[0001] Die Erfindung betrifft einen Spender mit einem Gehäuse für austauschbare Nachfüllungen
fließfähiger Produkte, die kopfstehend in eine Aufnahme des Gehäuses eingesetzt werden
können.
[0002] Solche Spender sind beispielsweise geeignet, Reinigungsmittel, Pflegemittel, Desinfektionsmittel
oder dergleichen dosiert abzugeben. Als fließfähige Produkte kommen insbesondere Fluide,
gegebenenfalls auch rieselfähige oder pastöse Medien in Frage.
[0003] Ein Spendesystem mit einem derartigen Spender ist beispielsweise in der
WO 2015/089531 des Anmelders beschrieben. Der Spender weist ein Gehäuse mit einer öffenbaren Abdeckung
auf, in dessen unterem Bereich ein mit einer Einlassöffnung versehener Zwischenbehälter
und eine das Produkt aus dem Zwischenbehälter abgebende Dosierpumpe angeordnet sind.
An der Oberseite des Zwischenbehälters sind beidseitig der Einlassöffnung Führungselemente
vorgesehen, die das Einschieben einer entsprechend ausgebildeten Nachfüllung gestatten.
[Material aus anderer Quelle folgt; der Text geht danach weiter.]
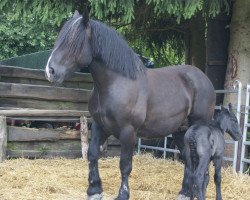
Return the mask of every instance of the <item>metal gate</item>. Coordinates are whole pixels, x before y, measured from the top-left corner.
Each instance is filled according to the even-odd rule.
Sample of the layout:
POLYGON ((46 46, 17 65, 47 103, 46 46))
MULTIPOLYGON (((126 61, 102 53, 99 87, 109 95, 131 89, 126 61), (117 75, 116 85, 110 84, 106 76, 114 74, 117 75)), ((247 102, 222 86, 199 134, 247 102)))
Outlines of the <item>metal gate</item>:
MULTIPOLYGON (((250 98, 250 84, 247 85, 246 89, 246 103, 245 103, 245 112, 244 112, 244 127, 243 127, 243 138, 242 138, 242 148, 241 148, 241 162, 240 162, 240 172, 242 173, 245 170, 245 164, 250 164, 250 159, 248 158, 248 149, 250 146, 250 138, 247 137, 249 134, 250 122, 249 122, 249 98, 250 98)), ((249 134, 250 135, 250 134, 249 134)))
MULTIPOLYGON (((215 90, 216 94, 227 94, 227 93, 233 93, 237 95, 237 102, 234 104, 234 108, 236 110, 236 117, 238 121, 240 121, 240 108, 241 108, 241 91, 242 91, 242 84, 240 81, 236 80, 233 84, 233 87, 228 90, 215 90)), ((220 106, 215 106, 215 109, 220 109, 220 106)), ((163 147, 157 147, 157 146, 149 146, 149 145, 143 145, 141 138, 138 139, 138 154, 141 153, 141 149, 152 149, 152 150, 158 150, 163 151, 163 157, 166 158, 166 152, 170 153, 180 153, 179 150, 176 149, 170 149, 167 148, 167 140, 171 137, 167 136, 164 138, 164 146, 163 147)), ((233 157, 224 157, 224 160, 232 162, 233 163, 233 169, 236 170, 236 163, 237 163, 237 151, 238 151, 238 142, 235 142, 231 139, 225 140, 226 144, 233 144, 234 145, 234 153, 233 157)), ((250 144, 250 142, 249 142, 250 144)))

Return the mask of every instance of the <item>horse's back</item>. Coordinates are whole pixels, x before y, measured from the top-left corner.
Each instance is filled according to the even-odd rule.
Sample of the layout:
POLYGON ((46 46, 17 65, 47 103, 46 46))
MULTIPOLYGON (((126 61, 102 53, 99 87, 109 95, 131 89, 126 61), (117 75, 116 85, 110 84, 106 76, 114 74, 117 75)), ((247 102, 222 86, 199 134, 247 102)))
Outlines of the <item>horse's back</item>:
POLYGON ((214 114, 215 91, 208 77, 197 67, 191 65, 173 66, 166 71, 176 71, 185 84, 193 88, 195 95, 193 98, 190 121, 193 123, 206 123, 211 120, 214 114))
MULTIPOLYGON (((167 87, 170 88, 170 91, 179 89, 178 92, 189 93, 192 98, 192 105, 190 105, 192 124, 206 123, 212 119, 215 91, 211 81, 200 69, 191 65, 169 66, 152 70, 149 72, 149 76, 156 79, 159 85, 164 84, 163 90, 167 87), (178 88, 181 86, 184 87, 178 88)), ((155 90, 155 88, 153 89, 155 90)))

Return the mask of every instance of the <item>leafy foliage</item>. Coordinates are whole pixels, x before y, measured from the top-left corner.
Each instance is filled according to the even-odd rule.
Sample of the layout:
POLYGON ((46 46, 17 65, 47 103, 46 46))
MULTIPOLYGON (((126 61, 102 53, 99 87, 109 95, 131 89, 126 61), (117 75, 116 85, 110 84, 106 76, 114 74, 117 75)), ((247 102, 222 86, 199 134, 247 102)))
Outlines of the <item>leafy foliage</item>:
POLYGON ((57 35, 50 23, 34 25, 32 16, 23 22, 22 19, 2 15, 0 21, 0 60, 50 49, 57 35))
MULTIPOLYGON (((89 0, 90 16, 115 27, 136 52, 157 66, 184 62, 186 20, 198 11, 215 16, 231 0, 89 0), (178 23, 176 23, 178 22, 178 23)), ((83 0, 1 0, 0 59, 49 49, 58 27, 83 0), (13 13, 13 14, 11 14, 13 13)))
Die hierfür geeignete Nachfüllung weist ein Bodenelement auf, an dem ein mit einem
Schiebeverschluss versehener Stutzen vorgesehen ist, der korrespondierende Schiebeführungselemente
trägt. Eine Dichtung zwischen Stutzen und Schiebeverschluss verbleibt an der Nachfüllung
und dichtet dessen Stutzen gegen den Zwischenbehälter des Spenders, während der Schiebeverschluss
in einem ein Depot bildenden Raum vor der Einlassöffnung verbleibt. Die Nachfüllung
wird also mit dem verschlossenen Stutzen nach unten gerichtet in den Spender eingesetzt,
indem sie vor der Einlassöffnung des Zwischenbehälters platziert und dann in die Führungselemente
eingeschoben wird, wobei der Schiebeverschluss den Stutzen der Nachfüllung freigibt.
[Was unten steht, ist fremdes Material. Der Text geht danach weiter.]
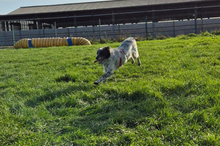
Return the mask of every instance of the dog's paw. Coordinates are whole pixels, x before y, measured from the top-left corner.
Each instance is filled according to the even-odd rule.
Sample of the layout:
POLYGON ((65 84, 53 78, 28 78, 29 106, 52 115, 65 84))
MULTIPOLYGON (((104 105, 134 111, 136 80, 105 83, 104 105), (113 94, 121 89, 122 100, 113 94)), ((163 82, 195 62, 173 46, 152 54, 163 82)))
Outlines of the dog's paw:
POLYGON ((99 82, 95 81, 95 82, 94 82, 94 85, 99 85, 99 82))

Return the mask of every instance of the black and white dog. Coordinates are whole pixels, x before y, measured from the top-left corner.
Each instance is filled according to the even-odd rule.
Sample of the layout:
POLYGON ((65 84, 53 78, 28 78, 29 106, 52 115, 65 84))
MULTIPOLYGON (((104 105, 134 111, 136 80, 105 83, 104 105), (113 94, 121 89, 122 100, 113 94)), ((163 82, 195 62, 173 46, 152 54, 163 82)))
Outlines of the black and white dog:
POLYGON ((107 78, 113 75, 114 71, 131 59, 134 64, 134 59, 137 59, 138 65, 141 65, 136 40, 132 37, 127 38, 122 42, 118 49, 110 47, 99 48, 97 51, 96 61, 103 65, 105 74, 101 76, 94 84, 106 82, 107 78))

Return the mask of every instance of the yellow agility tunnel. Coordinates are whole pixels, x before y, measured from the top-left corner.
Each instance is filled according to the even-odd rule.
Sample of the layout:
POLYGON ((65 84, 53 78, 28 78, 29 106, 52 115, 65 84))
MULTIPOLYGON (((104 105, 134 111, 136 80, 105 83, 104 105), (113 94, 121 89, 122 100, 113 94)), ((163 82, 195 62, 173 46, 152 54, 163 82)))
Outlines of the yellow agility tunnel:
POLYGON ((21 39, 14 44, 15 49, 19 48, 39 48, 53 46, 78 46, 91 45, 90 41, 82 37, 67 38, 28 38, 21 39))

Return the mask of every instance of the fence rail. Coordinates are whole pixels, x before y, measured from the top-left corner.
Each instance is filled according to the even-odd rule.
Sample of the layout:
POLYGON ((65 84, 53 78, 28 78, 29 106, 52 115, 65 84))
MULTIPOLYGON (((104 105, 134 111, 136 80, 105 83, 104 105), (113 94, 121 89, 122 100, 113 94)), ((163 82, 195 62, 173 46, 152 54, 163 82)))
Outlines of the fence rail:
POLYGON ((101 20, 99 23, 100 26, 91 27, 1 31, 0 46, 13 46, 16 41, 23 38, 85 37, 87 39, 109 39, 117 36, 156 37, 158 35, 175 37, 181 34, 220 30, 220 18, 108 26, 101 25, 101 20))

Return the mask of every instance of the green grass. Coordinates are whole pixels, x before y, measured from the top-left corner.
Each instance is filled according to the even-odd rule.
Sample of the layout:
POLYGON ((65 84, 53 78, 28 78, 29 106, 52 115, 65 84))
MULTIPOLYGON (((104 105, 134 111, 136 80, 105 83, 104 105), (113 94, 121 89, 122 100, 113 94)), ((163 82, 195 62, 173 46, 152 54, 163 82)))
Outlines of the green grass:
POLYGON ((140 41, 94 86, 119 44, 0 50, 0 145, 220 145, 220 36, 140 41))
Bei Entnahme der leeren Nachfüllung oder Wechsel einer noch nicht geleerten Nachfüllung
wird diese nach vorne gezogen, wobei sich der im Depot gehaltene Verschluss wieder
auf den Stutzen der Nachfüllung dichtend aufschiebt.
[0004] Die Nachfüllung weist bevorzugt eine Hülle aus einer dünnen Kunststofffolie auf,
die etwa quaderförmig ist und an der das mit dem Stutzen versehene Bodenelement eine
Versteifung bzw. Verstärkung bildet, die auch beim Einschieben der Nachfüllung in
den Spender eine Handhabe oder Angriffsmöglichkeit für die Bedienungsperson darstellt.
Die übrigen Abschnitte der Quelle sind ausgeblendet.